1. **The invention is real.** Working code in a private repository with git timestamps.
2. **The algorithms are correct.** 119 automated assertions verify the mathematical behavior.
3. **The system runs in production.** One live mission with 3 agents, real embeddings, real Qdrant.
4. **The A/B comparison shows a directional advantage.** In controlled local tests with deterministic embeddings, the vector field recovered more information than message passing across 5 scenarios.

## What the Evidence Chain Does NOT Prove

1. **Production superiority.** No controlled A/B comparison has been run in production (same mission, both backends, real embeddings).
2. **Generalizability.** The 5 test scenarios use deterministic embeddings and synthetic data. Real mission performance may vary.
3. **Novelty under formal patent examination.** The inventor's prior art review is preliminary. Counsel should conduct a formal search.
4. **Commercial viability.** Technical evidence only. No market validation data.

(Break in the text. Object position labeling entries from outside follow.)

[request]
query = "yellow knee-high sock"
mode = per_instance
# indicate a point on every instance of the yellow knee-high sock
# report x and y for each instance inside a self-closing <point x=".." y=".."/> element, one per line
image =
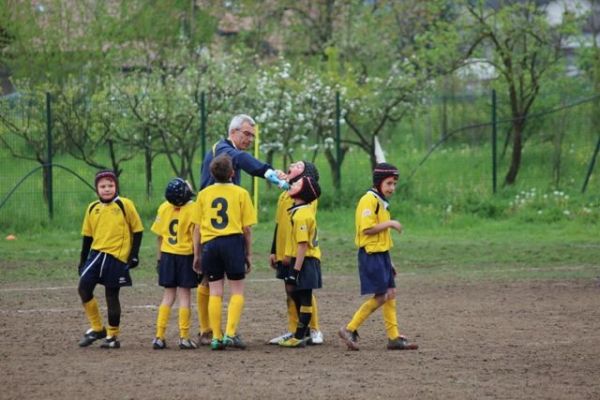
<point x="92" y="312"/>
<point x="184" y="322"/>
<point x="292" y="315"/>
<point x="202" y="301"/>
<point x="363" y="312"/>
<point x="390" y="319"/>
<point x="162" y="320"/>
<point x="234" y="314"/>
<point x="314" y="321"/>
<point x="215" y="303"/>
<point x="112" y="331"/>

## Reproduction Instructions

```bash
cd automatos-ai/orchestrator
pip install qdrant-client pytest pytest-asyncio
python -m pytest tests/test_prd108_proof.py -v      # 33 assertions
python -m pytest tests/test_prd108_scenarios.py -v   # 13 assertions
python -m pytest tests/test_vector_field.py -v       # 57 assertions
```

No external API calls. No credentials needed. Qdrant runs in-memory mode. Fully deterministic.